The second container of pineapples was delivered by MTC Transportation volunteers to more than a dozen food banks and houses of worship in Red Hook, including the Center for Family Life Food Pantry (960 pineapples), Community Help in Park Slope Inc. (480), the Red Hook Arts Project (300), the Red Hook Initiative (300) and the New York Police Department’s 76th Precinct.

Some were distributed in fresh produce boxes organized by RHCT volunteers for local pickup at the gates of the container terminal in time for the Passover and Easter holidays. ILA workers, considered essential to the supply chain during the pandemic, were also given pineapples to take home.

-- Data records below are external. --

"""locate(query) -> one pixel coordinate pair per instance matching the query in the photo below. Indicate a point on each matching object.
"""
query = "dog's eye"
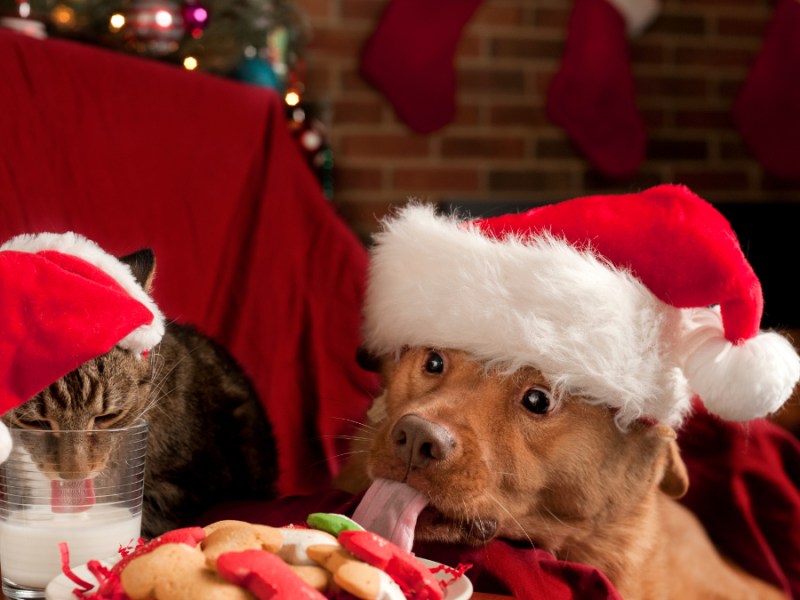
(537, 401)
(434, 363)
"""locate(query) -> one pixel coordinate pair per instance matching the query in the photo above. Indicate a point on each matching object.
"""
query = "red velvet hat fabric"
(58, 311)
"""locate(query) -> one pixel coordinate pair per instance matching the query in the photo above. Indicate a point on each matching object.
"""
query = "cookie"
(332, 523)
(400, 565)
(265, 575)
(230, 536)
(296, 541)
(176, 572)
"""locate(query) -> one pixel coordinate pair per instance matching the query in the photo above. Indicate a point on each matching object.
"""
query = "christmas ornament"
(195, 18)
(154, 26)
(257, 71)
(766, 112)
(409, 58)
(593, 94)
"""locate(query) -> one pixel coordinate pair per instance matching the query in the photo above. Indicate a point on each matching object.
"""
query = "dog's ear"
(675, 480)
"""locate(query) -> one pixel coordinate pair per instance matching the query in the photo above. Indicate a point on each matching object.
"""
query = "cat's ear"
(142, 264)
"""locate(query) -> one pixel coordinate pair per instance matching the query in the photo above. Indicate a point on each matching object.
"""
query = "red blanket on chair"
(133, 153)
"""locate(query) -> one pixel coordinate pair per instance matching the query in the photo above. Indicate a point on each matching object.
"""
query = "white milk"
(29, 554)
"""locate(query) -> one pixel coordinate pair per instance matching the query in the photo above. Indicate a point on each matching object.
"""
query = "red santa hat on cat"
(64, 301)
(637, 301)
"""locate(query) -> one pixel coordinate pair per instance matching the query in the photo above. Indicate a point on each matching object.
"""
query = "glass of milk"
(83, 488)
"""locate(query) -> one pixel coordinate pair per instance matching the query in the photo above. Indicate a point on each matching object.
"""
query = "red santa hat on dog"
(638, 301)
(64, 301)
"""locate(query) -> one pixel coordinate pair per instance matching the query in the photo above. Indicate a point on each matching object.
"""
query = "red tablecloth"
(133, 153)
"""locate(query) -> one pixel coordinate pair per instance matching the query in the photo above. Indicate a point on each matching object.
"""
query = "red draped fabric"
(133, 153)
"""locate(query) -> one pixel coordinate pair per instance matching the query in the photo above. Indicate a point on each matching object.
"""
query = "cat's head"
(108, 392)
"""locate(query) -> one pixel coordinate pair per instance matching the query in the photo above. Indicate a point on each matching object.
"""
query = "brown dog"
(498, 454)
(535, 366)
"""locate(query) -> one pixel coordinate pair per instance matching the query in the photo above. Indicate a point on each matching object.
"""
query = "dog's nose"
(418, 441)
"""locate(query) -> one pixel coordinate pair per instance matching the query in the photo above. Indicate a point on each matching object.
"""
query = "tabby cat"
(209, 439)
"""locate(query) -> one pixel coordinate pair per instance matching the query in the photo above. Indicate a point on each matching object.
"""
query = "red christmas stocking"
(767, 110)
(409, 58)
(592, 96)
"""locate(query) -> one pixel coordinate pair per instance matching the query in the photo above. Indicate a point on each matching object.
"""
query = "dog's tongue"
(71, 495)
(390, 509)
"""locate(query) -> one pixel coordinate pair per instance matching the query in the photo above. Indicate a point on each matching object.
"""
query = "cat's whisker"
(360, 424)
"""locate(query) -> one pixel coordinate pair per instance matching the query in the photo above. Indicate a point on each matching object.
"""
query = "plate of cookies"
(329, 556)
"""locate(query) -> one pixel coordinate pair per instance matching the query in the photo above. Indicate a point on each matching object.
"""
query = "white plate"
(60, 588)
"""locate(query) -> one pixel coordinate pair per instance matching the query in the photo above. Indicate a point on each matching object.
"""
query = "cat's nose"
(418, 441)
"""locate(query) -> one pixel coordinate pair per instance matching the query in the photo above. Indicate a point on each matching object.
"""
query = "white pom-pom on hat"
(64, 301)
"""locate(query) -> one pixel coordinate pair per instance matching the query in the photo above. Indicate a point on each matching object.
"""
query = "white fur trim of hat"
(586, 321)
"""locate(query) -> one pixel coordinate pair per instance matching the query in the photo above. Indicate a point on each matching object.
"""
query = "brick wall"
(688, 67)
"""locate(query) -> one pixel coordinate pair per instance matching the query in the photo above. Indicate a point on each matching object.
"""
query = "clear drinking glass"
(80, 487)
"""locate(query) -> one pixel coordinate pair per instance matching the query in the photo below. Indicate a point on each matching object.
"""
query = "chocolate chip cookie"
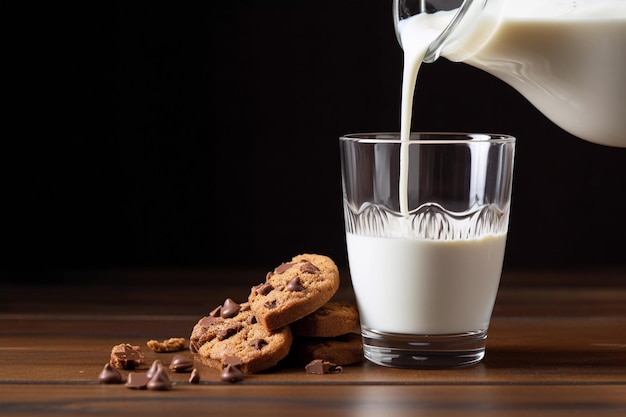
(231, 332)
(294, 289)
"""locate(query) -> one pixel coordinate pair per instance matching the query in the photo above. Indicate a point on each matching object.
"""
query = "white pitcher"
(567, 57)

“This community has supported us so much, we just wanted to do something to give back,” Stamatis said. “The Red Hook Container Terminal, its people and the surrounding community is truly a special place.”

Redi Fresh Produce donated a third shipping container of pineapples that arrived April 15 at the Brooklyn terminal. RHCT, which also has a facility in Newark, donated those 10,000 pineapples on April 17 to the Community Food Bank of New Jersey (CFBNJ) in Hillside, N.J., a supplier to more than 1,000 food pantries, soup kitchens and shelters across New Jersey. The fruits made their “warehouse smell amazing,” said CFBNJ’s communications manager Nicole Williams, who added that the produce would be distributed this week.

To help organize similar donations, the Port of New York & New Jersey has identified more community food groups in need of assistance and is reaching out to its marine terminal operators to find more opportunities for donations of goods arriving at the terminals.

Stamatis also said more donations are coming from RHCT. Two other RHCT partners, E. Armata Inc. and Exp Group LLC, both distributors based at the Hunts Point Market in the Bronx, have donated or will be donating incoming shipments of bananas, potatoes, tomatoes, cucumbers, rice, apples and oranges.

And yes, more pineapples, this time from Ecuador.